Thursday, 6 April 2017

18th Century Whitework Border c.1760-80


I very nearly jumped for joy when I saw this border of embroidered muslin in a bundle of mixed lace:-


18th Century Whitework 


My first piece of 18th century embroidered muslin/whitework.


c.1760-80 Embroidered Muslin


It is not a long piece, just 33" by 3 3/8" wide.


Details of Muslin Embroidery c.1760-80


As would be expected, the work is exquisite. Along the top is a microscopic rolled hem, with the tiniest of stitches. The fabric is an extremely fine muslin. The motif isn't as elaborate or as fancy as many others from this era, but I love the shape of the heart!

The 2 go-to books for me when looking as this piece were:-




Thank goodness for these two or I would be lost.
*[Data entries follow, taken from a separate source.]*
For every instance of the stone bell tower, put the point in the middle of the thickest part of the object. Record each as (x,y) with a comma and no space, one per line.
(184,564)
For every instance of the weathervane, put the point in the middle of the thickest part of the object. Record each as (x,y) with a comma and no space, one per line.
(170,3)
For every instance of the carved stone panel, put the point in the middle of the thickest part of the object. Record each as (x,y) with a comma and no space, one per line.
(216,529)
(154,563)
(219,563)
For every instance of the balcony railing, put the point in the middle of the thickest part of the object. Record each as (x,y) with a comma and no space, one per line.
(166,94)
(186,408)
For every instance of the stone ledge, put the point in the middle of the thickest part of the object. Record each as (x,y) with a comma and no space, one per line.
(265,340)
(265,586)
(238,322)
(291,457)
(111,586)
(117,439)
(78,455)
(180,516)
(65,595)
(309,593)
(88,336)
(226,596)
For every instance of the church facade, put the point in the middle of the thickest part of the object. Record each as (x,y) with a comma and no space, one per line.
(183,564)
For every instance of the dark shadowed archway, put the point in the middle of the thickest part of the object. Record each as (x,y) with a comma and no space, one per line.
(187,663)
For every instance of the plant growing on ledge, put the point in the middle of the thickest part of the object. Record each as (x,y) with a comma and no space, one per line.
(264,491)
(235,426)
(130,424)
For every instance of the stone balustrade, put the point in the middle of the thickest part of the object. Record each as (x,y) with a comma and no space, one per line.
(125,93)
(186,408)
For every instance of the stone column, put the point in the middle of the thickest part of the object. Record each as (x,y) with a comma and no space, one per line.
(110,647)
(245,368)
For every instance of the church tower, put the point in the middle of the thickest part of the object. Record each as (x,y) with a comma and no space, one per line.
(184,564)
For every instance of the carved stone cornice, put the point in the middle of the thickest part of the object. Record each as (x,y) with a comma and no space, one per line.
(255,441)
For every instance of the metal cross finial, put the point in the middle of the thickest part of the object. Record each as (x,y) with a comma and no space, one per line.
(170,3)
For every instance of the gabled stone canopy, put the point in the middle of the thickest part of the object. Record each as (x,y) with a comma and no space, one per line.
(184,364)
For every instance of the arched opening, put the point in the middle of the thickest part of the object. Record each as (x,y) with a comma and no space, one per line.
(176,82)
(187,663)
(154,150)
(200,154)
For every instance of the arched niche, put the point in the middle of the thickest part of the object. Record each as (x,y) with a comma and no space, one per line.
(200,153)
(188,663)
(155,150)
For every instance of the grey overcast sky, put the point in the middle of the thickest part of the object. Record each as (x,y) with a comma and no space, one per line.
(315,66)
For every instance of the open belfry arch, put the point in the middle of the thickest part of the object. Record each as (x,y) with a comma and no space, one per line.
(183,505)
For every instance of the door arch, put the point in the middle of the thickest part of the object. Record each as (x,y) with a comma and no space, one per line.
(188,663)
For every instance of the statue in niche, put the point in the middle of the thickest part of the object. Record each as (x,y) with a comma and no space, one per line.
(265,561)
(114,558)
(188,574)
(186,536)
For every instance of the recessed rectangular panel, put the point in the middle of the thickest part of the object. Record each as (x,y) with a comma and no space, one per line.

So here we have the tiny chain stitches (rather than tambour work, although I'm not 100% certain) which make up the bulk of the work above the the ladder-stitch. Using such sheer fabric made me see an applied braid at first, but of course this isn't so. Within the heart shape is drawn-thread work, very geometric with a square, grid like structure. Below the main muslin fabric is a ladder stitch, with chain stitch above and below it. The hem is constructed of fine button-hole stitches along a scalloped edge. And then the drawn-thread work just above the scallops is extremely fine; very dense and minute stitchery. The chain stitch is used once as a filling, in the leaves below the heart.

So my next question was "what was its use?". The piece has evident signs of use, with small holes and antique darns. It may have been cut away from something, then hemmed across the top and been put away for use at a later time? There are no pin or needle marks across the top. Ideas could be that it was taken from or was an edging for a fichu or apron? I can't see it having much impact as part of a gown. It doesn't look like part of a sleeve ruffle to me, but straight and narrow ones were worn around the 1770s, so it is plausible. All these thoughts and questions remind me (as if I needed reminding) of yet another aspect of why historical dress is so interesting. What is it? When was it made? When was it worn? Questions to answer and mysteries to be solved, and more learnt.